Economists see two Fed rate cuts in 2026 following December move
Federal Reserve officials will vote to cut interest rates again next week to safeguard against rising risks of a sharp deterioration in the labor market, according to economists surveyed by Bloomberg.
The median respondent sees the U.S. central bank following up that move with two more quarter-point cuts in 2026, starting in March. Next week’s cut would extend a string of reductions at the last two policy meetings, in September and October.
A sizable majority also expect Fed officials to again state that “downside risks to employment rose in recent months,” as they did in October. The Fed will announce the decision on Dec. 10 at 2 p.m. in Washington, and Chair Jerome Powell will hold a press conference 30 minutes later.
“Fed doves appear to slightly be in primacy over the hawks,” said Dennis Shen, an economist at Scope Ratings. “If the Federal Reserve does ease again, we would expect Powell to emphasize a temporary pause afterward, awaiting further economic signals.”
Policymakers are deeply divided over the balance of risks between their mandates of price stability and full employment. A number of regional Fed bank presidents have expressed concerns about persistent inflation as price increases from tariffs make their way to consumers. Others have argued there’s still room for another cut to shore up the labor market.

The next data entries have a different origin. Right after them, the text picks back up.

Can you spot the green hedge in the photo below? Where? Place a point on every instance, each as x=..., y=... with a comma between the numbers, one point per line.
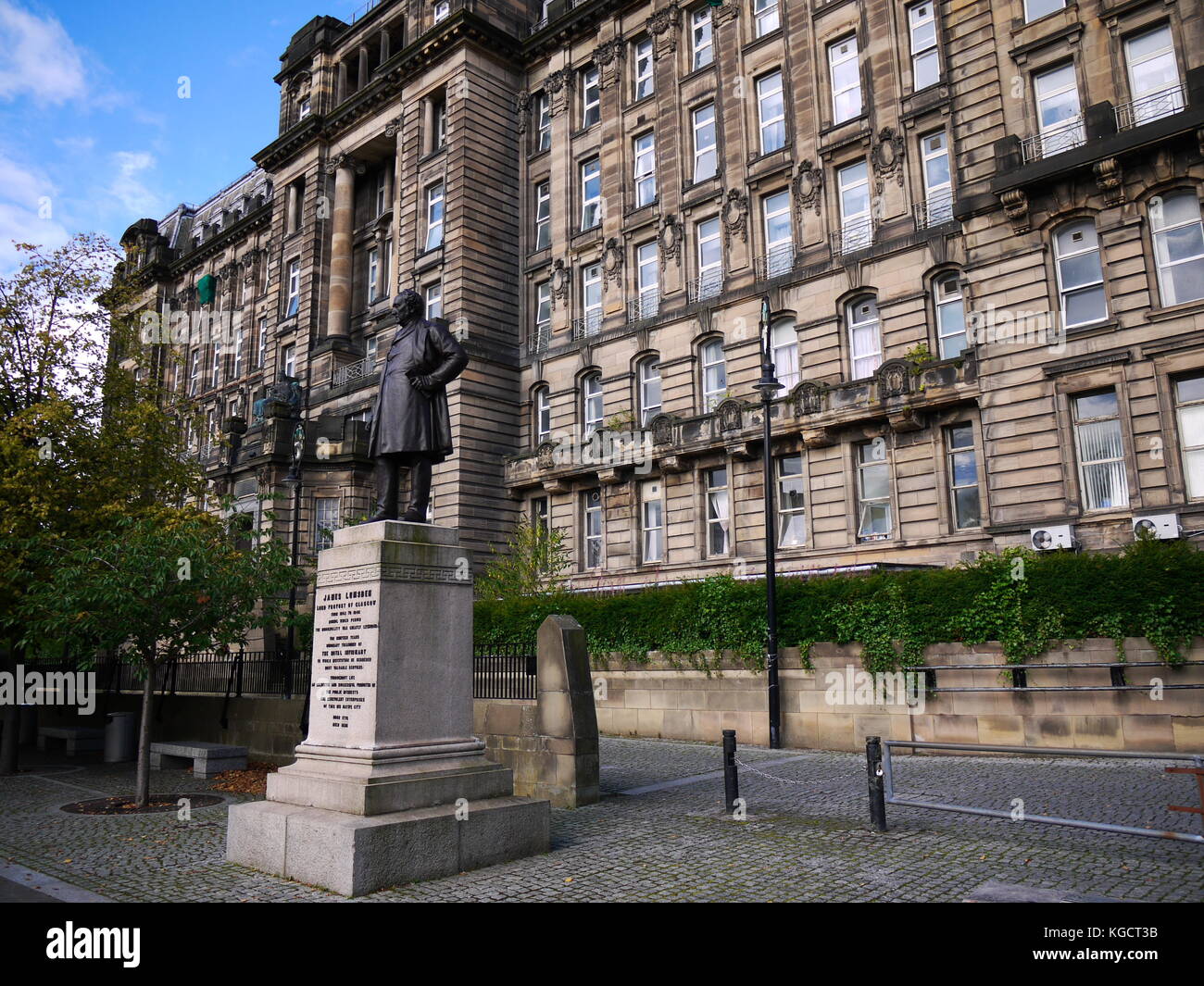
x=1022, y=598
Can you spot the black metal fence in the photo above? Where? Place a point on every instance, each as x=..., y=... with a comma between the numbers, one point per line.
x=505, y=672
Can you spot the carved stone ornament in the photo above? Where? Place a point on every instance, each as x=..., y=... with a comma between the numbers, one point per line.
x=735, y=213
x=808, y=184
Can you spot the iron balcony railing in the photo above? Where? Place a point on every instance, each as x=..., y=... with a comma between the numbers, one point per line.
x=352, y=371
x=1151, y=107
x=1066, y=136
x=706, y=285
x=937, y=209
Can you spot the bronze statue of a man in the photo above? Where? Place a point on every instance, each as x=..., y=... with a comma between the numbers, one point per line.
x=410, y=424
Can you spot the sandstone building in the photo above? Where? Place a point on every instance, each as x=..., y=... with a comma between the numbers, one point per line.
x=978, y=225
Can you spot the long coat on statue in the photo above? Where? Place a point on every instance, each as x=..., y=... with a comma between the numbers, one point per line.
x=406, y=419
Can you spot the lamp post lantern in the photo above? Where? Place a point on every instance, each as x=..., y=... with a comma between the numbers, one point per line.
x=769, y=385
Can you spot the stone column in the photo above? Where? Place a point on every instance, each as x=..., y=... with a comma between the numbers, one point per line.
x=345, y=168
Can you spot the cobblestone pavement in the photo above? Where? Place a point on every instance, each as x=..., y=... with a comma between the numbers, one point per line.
x=806, y=841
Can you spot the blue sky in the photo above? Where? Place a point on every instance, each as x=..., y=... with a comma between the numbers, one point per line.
x=93, y=131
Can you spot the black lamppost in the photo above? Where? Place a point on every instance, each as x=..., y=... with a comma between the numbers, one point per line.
x=769, y=385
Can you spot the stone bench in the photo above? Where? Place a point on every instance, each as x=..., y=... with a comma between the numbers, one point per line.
x=205, y=758
x=75, y=740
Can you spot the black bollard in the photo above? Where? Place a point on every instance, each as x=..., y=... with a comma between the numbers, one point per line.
x=877, y=786
x=731, y=781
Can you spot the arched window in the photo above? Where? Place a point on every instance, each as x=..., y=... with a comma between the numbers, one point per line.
x=1080, y=275
x=591, y=404
x=865, y=336
x=950, y=308
x=714, y=373
x=542, y=405
x=1178, y=247
x=648, y=381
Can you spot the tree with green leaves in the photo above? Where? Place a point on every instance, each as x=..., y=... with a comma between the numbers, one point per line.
x=156, y=590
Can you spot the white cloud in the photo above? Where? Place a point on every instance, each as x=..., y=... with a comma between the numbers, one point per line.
x=37, y=58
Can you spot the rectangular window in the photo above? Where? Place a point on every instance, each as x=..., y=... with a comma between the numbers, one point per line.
x=591, y=529
x=645, y=79
x=791, y=502
x=766, y=16
x=433, y=217
x=591, y=97
x=922, y=27
x=543, y=216
x=325, y=521
x=651, y=521
x=771, y=112
x=706, y=153
x=1097, y=438
x=591, y=194
x=844, y=69
x=719, y=526
x=294, y=289
x=779, y=237
x=873, y=492
x=702, y=40
x=646, y=170
x=1190, y=407
x=963, y=476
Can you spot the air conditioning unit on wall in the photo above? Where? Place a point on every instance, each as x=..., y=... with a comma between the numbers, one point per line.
x=1052, y=537
x=1162, y=526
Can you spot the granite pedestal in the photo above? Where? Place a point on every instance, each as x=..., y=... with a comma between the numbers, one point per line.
x=390, y=785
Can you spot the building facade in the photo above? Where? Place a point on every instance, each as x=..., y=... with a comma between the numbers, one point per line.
x=978, y=227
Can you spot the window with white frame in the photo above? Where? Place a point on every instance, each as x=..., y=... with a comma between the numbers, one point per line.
x=325, y=521
x=856, y=220
x=591, y=529
x=791, y=502
x=922, y=28
x=844, y=70
x=1190, y=412
x=648, y=376
x=771, y=112
x=1080, y=275
x=1097, y=438
x=779, y=237
x=591, y=97
x=766, y=16
x=591, y=297
x=651, y=521
x=542, y=414
x=873, y=492
x=433, y=300
x=591, y=193
x=865, y=336
x=706, y=152
x=784, y=341
x=719, y=525
x=591, y=404
x=293, y=301
x=963, y=490
x=710, y=257
x=645, y=65
x=648, y=280
x=1059, y=112
x=646, y=170
x=714, y=373
x=1178, y=247
x=1152, y=75
x=702, y=39
x=543, y=216
x=938, y=189
x=433, y=217
x=950, y=307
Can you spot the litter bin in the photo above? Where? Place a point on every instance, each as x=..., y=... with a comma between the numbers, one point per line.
x=120, y=737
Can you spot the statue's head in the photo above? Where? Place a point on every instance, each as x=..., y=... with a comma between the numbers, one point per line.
x=408, y=305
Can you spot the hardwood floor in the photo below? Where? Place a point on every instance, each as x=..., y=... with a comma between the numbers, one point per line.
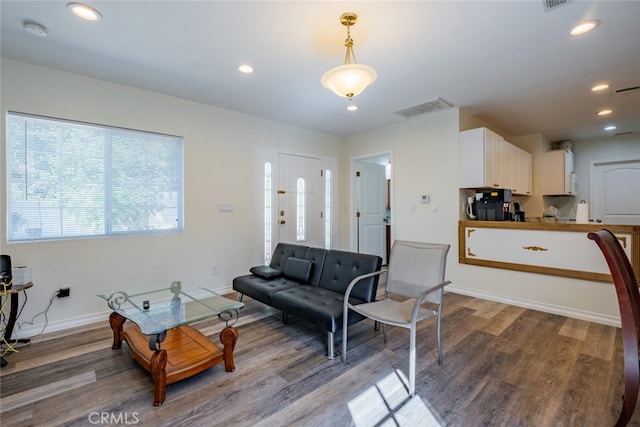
x=503, y=366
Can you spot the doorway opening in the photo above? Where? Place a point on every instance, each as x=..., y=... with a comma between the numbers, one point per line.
x=371, y=183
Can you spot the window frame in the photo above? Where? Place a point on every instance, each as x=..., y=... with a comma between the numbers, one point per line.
x=172, y=146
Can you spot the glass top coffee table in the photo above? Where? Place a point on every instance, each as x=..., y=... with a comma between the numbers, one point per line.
x=161, y=339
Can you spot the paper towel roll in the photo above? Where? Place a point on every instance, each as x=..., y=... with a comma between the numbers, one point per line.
x=582, y=213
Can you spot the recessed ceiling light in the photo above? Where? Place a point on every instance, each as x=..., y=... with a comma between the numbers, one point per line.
x=85, y=12
x=245, y=69
x=584, y=27
x=35, y=29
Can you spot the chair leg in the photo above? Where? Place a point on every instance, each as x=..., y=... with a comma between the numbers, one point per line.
x=331, y=354
x=412, y=361
x=344, y=341
x=439, y=334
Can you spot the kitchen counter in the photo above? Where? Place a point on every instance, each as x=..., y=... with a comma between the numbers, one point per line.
x=560, y=249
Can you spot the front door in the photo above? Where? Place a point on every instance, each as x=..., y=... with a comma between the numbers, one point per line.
x=615, y=192
x=300, y=216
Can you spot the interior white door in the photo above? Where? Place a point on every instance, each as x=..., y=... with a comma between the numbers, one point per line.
x=615, y=192
x=300, y=206
x=371, y=205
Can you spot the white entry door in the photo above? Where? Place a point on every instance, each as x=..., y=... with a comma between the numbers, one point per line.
x=371, y=208
x=615, y=192
x=300, y=195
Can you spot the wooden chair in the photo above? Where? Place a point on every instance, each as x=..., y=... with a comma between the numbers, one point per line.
x=629, y=303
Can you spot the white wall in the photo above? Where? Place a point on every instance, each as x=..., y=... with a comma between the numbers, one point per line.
x=219, y=148
x=425, y=151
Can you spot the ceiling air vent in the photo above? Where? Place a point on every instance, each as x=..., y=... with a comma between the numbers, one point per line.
x=632, y=89
x=552, y=4
x=425, y=107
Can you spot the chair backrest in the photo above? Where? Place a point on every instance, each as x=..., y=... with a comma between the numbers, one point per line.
x=415, y=267
x=624, y=280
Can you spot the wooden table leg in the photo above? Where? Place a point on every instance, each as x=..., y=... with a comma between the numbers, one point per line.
x=229, y=338
x=116, y=321
x=158, y=372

Economic data released since the last meeting hasn’t given them much clarity. Large companies including Verizon Communications Inc. and Amazon.com Inc. have announced significant job cuts in recent months, but weekly filings for unemployment insurance remain subdued.
The Bureau of Labor Statistics, meanwhile, has yet to publish an updated inflation report after warning it would take some time to resume regular publication of economic data following a government shutdown that spanned much of October and November. The latest official figures showed the consumer price index accelerated to 3% in September.
Most economists said a significant weakening of the job market remains the main challenge ahead for policymakers. Only 18% of respondents saw more meaningful inflation as the greater risk. The survey of 41 economists was conducted from Nov. 28 to Dec. 3.
Fed officials will also release a new set of economic projections next week. The median respondent said they expect policymakers to nudge their forecast for economic growth this year higher, while trimming estimates for inflation. The projected unemployment rate for 2026 could also see a slight upward revision.
Dissents Ahead
The vast majority of respondents see another split vote next week as tensions grow on the central bank’s rate-setting committee. Kansas City Fed President Jeff Schmid is expected to dissent again after voting against the October rate cut. More than one-third also believe St. Louis Fed President Alberto Musalem will lodge a dissenting vote, given his recent comments expressing concerns about inflation.
Fed Gov. Stephen Miran, meanwhile, is expected to vote against a quarter-point cut again after dissenting in favor of half-point reductions in September and October.
The U.S. central bank in recent years has forged monetary policy decisions by consensus. Almost all economists now see the Federal Open Market Committee shifting toward a process characterized by majority rule, according to the survey, though respondents were evenly split on whether or not most meetings in 2026 would see dissenting votes.
Most economists believe the administration will pick National Economic Council Director Kevin Hassett to succeed Powell when his term as chair expires in May. Hassett is President Donald Trump’s likely choice to lead the central bank, people familiar with the matter told Bloomberg last week. This week, Trump announced he would make his choice known early next year, and referred to Hassett as “a potential Fed chair.”
Selecting from the administration’s shortlist, however, most respondents said Fed Gov. Christopher Waller would be the best pick.
“Waller has institutional knowledge and experience as a Fed governor. It is also likely that he has better working relationships with other FOMC members,” said Thomas Simons, senior economist at Jefferies. “However, we have no reason to think that Hassett is a bad choice.”